In terms of a setting, Death in Space begins with a number of principles—that nothing is new, communication is limited, that the scars of the war remain and have not been forgotten, travel takes time and little is known about places or stations at the edge of or beyond the Tenebris System, and whilst it is possible to live beyond the normal human lifespan, typically through cryo-sleep, the result is often a life of loneliness and loss. The actual given setting is the Tenebris System, the focal point of the Gem War, home to seekers, scoundrels, and miners, as well as various cults, all doing their best (or perhaps their worst) to survive. Several planets and moons across the system are described, but the starting point is the Iron Ring, a dilapidated structure consisting of thousands of old space stations and spacecraft shackled together and surrounding the yellow moon, Inauro. The ramshackle structure is divided into numerous irregularly sized sectors, connected to each other, but not always easily accessible, some inhabited, some not. Life is harsh, the inhabitants typically needing to ally themselves with or join one faction or another to get by, often relying upon their word and their reputation as the ultimate currency.

The Iron Ring is the setting for the starting scenario, ‘Welcome to the Ring’. The Player Characters have arrived with their Hub, towed into place and attached at a convenient docking port at Aurum 80 in the Aurum sector. They are low on supplies, and they owe a debt for the docking fees. How they pay this off is up to them, but perhaps they can involve themselves in the growing feud between two gangs which between control the subsector’s main resources. Both the set-up and the areas of Aurum 80 are described in some detail, but there is no one solution to the situation given. How their characters become involved in the situation and how they resolve it is entirely open and up to the players. What is notable about this is that perhaps the most obvious solution—the application of violence—is not immediately available. Player Characters in Death in Space rarely enter play armed, and whilst it is certainly possible for them to obtain weapons, initially it will be down to their wits and their persuasiveness to make any progress. This is indicative of the roleplaying game’s genre, the blue-collar Science Fiction of space as a working environment.
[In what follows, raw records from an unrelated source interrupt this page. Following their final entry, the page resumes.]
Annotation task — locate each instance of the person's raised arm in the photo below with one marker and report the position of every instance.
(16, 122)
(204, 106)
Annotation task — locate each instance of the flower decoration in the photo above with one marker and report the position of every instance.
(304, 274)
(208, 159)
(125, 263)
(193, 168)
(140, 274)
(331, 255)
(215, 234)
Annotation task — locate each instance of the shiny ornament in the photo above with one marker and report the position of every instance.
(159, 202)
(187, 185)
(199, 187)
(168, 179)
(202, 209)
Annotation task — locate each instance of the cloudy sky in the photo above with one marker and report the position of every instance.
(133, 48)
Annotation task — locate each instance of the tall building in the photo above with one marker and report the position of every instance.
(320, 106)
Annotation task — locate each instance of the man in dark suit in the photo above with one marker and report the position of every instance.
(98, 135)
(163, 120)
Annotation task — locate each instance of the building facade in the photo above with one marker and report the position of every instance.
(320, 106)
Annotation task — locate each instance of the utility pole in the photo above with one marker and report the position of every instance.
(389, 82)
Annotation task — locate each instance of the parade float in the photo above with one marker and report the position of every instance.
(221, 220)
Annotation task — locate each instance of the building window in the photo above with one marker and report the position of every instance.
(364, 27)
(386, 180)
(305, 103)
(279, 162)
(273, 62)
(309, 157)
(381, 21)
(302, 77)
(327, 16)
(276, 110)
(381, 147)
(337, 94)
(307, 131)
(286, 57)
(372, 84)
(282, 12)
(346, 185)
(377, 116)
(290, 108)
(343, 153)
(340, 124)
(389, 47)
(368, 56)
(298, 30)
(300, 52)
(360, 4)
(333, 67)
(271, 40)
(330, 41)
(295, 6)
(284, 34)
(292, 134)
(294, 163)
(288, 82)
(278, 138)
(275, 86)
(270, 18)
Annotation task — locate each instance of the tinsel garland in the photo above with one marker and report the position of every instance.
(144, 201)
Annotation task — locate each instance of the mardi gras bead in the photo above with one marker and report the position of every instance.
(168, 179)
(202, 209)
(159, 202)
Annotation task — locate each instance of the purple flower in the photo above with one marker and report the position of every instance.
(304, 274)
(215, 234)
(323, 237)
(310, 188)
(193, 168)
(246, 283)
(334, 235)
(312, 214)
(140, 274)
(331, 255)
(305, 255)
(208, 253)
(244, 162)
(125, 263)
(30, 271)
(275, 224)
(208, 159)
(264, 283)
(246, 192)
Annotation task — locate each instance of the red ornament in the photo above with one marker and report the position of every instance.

Beyond ‘Welcome to the Ring’, Death in Space provides the Game Master with table after table of ideas and inspiration. These include tables for Iron Ring locations, but deep space nightmares, obstacles, and space encounters, as well lists of modules and spacecraft and more. The Game Master is free to refer to these, but also encouraged to accept player suggestions too. Notable amongst these table are the only mention of aliens in Death in Space. These are a mixture of tools and threats and oddities that add to the unknown of the end of the universe. Their inclusion here also moves them away from being the focus of the game, and they could even be ignored all together if the Game Master wants to keep her Tenebris System wholly humanocentric.

Physically, Death in Space is black, a lot of black. Or rather, rather it is primarily white text or line art on black, with the occasional spot of colour as contrast. It is stark and elegant, befitting the vast loneliness of space and the Tenebris System. At first glance, it does look like the layout of Mörk Borg, but it is far more subtle and less in your face upon further examination, and therefore, may be easier to read. At least visually, the only connection between the two might be the coloured cross motif used on the chapter pages. The artwork is excellent, and the book is well written and engaging.

Death in Space is a roleplaying game about survival in the face of nihilism and an uncaring universe. It is a roleplaying game about hope and co-operation in the face of nihilism and an uncaring universe. Where in Mörk Borg, the Player Characters can be darkly and often humorously adversarial, this is not the case in Death in Space. The Player Characters have come together and need to work together to survive what is a starkly brutal and often unknown future, a future which can see them radically altered, and ultimately, this is what sets Death in Space apart from other blue collar Science Fiction roleplaying games.